Minnesota "Center for Spirituality" re-named to honor integrative visionary

by John Weeks, Publisher/Editor of The Integrator Blog News and Reports

The University of Minnesota announced that it has renamed its Center for Spirituality and Healing in honor of Earl E. Bakken, one of the early leading philanthropic backers of complementary, integrative, and “blended” medicine. In respect for his field-shaping legacy, the center will now be called the Earl E. Bakken Center for Spirituality & Healing.

The center's founder and director, Mary Jo Kreitzer, PhD, RN, FAAN, celebrated the action. “Mr. Bakken is one of our most illustrious and accomplished alumni, and his work has a continuing impact on millions of people daily around the world," she said. "He has inspired us to think bigger, to try to fulfill the immense potential we have to improve the health and wellbeing of people and communities around the world.”

Bakken was an early mentor for Kreitzer and “continues to be a strong advocate for integrative approaches to health and healing,” she said.

Bakken, an engineer and inventor, was credited in the release from the University of Minnesota for his “unique appreciation for both the art and science of health care, a center focused on research, outreach, and education of integrative health and wellbeing.”

The center, under Kreitzer’s leadership, developed one of the first respectful, interprofessional web-based resources on complementary and alternative medicine. It has since launched the nation's first master's degree in health coaching. The center's personnel have worked on multiple National Insititues of Health (NIH)-funded research projects. It’s leaders, according to the release, “consult with health care systems on care model innovation and supports corporate and community-based organizations advancing health and wellbeing programming.”

Bakken first became known through his invention and production of the pacemaker. At a moment of early significant financial hardship for his business, the now enormous Medtronic, he declared the company's mission—balancing industry leadership with “fair profit,” recognition of the “worth of employees,” and “good citizenship.”

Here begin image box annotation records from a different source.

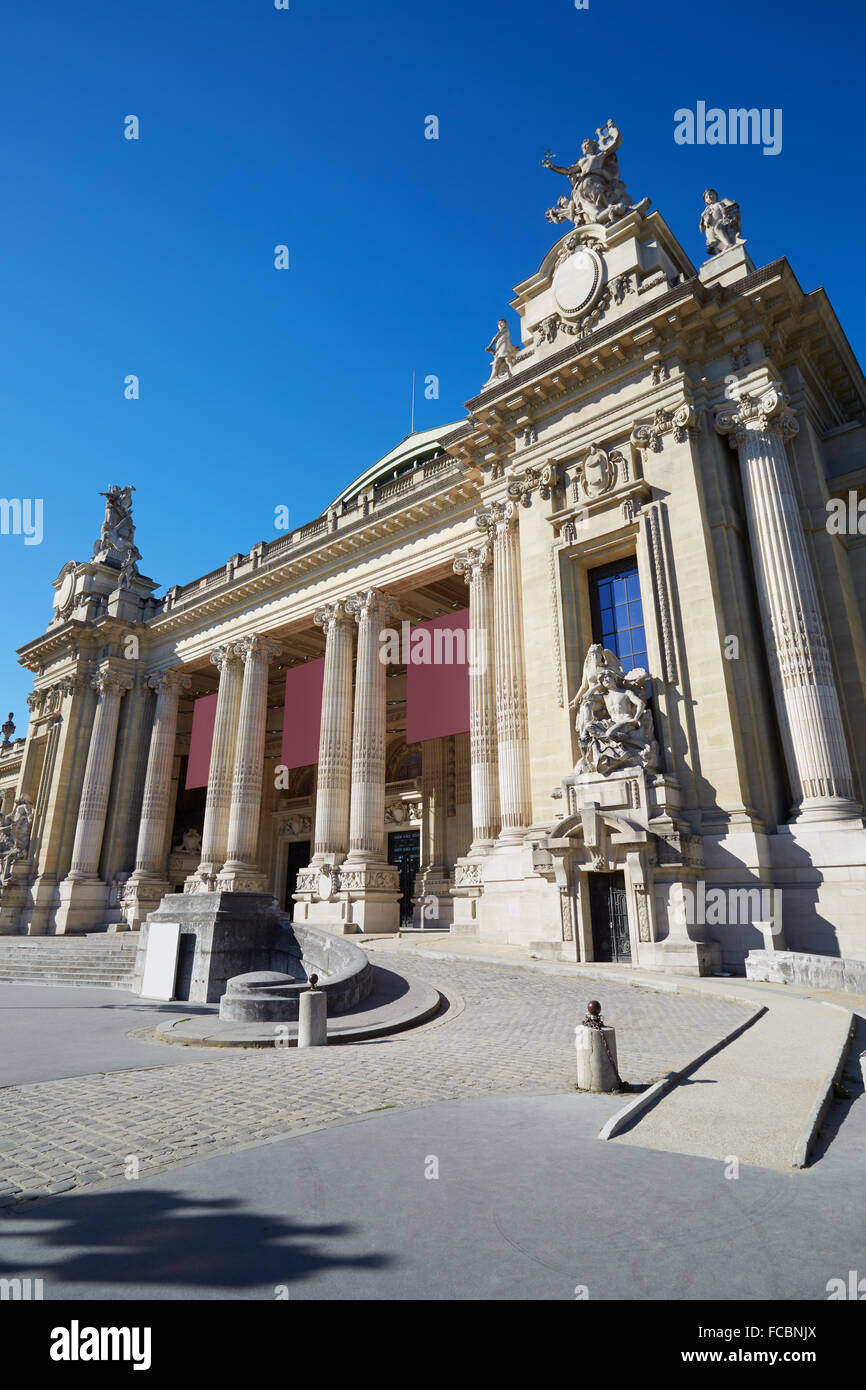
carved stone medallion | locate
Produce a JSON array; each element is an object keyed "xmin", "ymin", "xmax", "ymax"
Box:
[{"xmin": 553, "ymin": 246, "xmax": 605, "ymax": 316}]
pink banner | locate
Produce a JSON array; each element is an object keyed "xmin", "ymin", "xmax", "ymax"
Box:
[
  {"xmin": 186, "ymin": 695, "xmax": 217, "ymax": 791},
  {"xmin": 403, "ymin": 609, "xmax": 469, "ymax": 744},
  {"xmin": 279, "ymin": 656, "xmax": 325, "ymax": 767}
]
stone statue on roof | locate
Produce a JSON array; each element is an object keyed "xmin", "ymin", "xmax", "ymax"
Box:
[{"xmin": 541, "ymin": 121, "xmax": 649, "ymax": 227}]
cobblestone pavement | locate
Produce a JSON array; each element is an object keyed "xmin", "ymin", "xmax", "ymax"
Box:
[{"xmin": 0, "ymin": 951, "xmax": 745, "ymax": 1209}]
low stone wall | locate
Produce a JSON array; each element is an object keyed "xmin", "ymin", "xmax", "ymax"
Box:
[
  {"xmin": 220, "ymin": 919, "xmax": 373, "ymax": 1023},
  {"xmin": 745, "ymin": 951, "xmax": 866, "ymax": 994}
]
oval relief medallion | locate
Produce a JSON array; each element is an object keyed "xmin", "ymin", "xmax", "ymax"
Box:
[{"xmin": 553, "ymin": 246, "xmax": 605, "ymax": 314}]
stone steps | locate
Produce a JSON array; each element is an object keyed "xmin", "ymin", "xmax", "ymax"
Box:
[{"xmin": 0, "ymin": 931, "xmax": 138, "ymax": 990}]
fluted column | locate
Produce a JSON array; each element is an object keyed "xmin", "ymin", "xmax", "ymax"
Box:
[
  {"xmin": 421, "ymin": 738, "xmax": 445, "ymax": 877},
  {"xmin": 186, "ymin": 642, "xmax": 243, "ymax": 892},
  {"xmin": 217, "ymin": 637, "xmax": 282, "ymax": 892},
  {"xmin": 346, "ymin": 589, "xmax": 396, "ymax": 863},
  {"xmin": 313, "ymin": 603, "xmax": 354, "ymax": 865},
  {"xmin": 68, "ymin": 667, "xmax": 133, "ymax": 878},
  {"xmin": 455, "ymin": 543, "xmax": 499, "ymax": 851},
  {"xmin": 477, "ymin": 500, "xmax": 532, "ymax": 840},
  {"xmin": 121, "ymin": 670, "xmax": 190, "ymax": 929},
  {"xmin": 133, "ymin": 671, "xmax": 190, "ymax": 877},
  {"xmin": 716, "ymin": 389, "xmax": 860, "ymax": 820}
]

Comments:  One of the most remarkable signs of the coming of the integrative medicine era two decades ago was the early interest Bakken’s firm, Medtronic, showed in what became “integrative cardiology.” The firm, then led by Bill George, offered a series of big ticket Medtronic grants to explore the field, to pioneers such as Mimi Guarneri, MD.

The story came out about the remarkable human behind Medtronic. His strategic support for integrative health included rare support of early interprofessionalism through a significant grant to fund the National Education Dialogue to Advance Integrated Health Care: Creating Common Ground. In his adoptive home in The Big Island, Hawaii, he funded what he anticipated would be the fully integrated North Hawaii Community Hospital. There, for instance, local naturopathic doctor and long-time integrative health policy leader Michael Traub, ND, DHANP took the lead in creating the nation’s first hospital formularies for botanicals, homeopathics and other natural health products. Bakken’s vision turned out to be ahead of the field. Resistance of the medical staff shut off the integrative potential.

Ever the visionary, Bakken changed course and began systemic investments targeting the social determinants of the health in his community. It is terrific to see him honored in this way, and to see the honor linked to Kreitzer, herself an integrative health luminary whose own steps have kept close to the mission of health creation.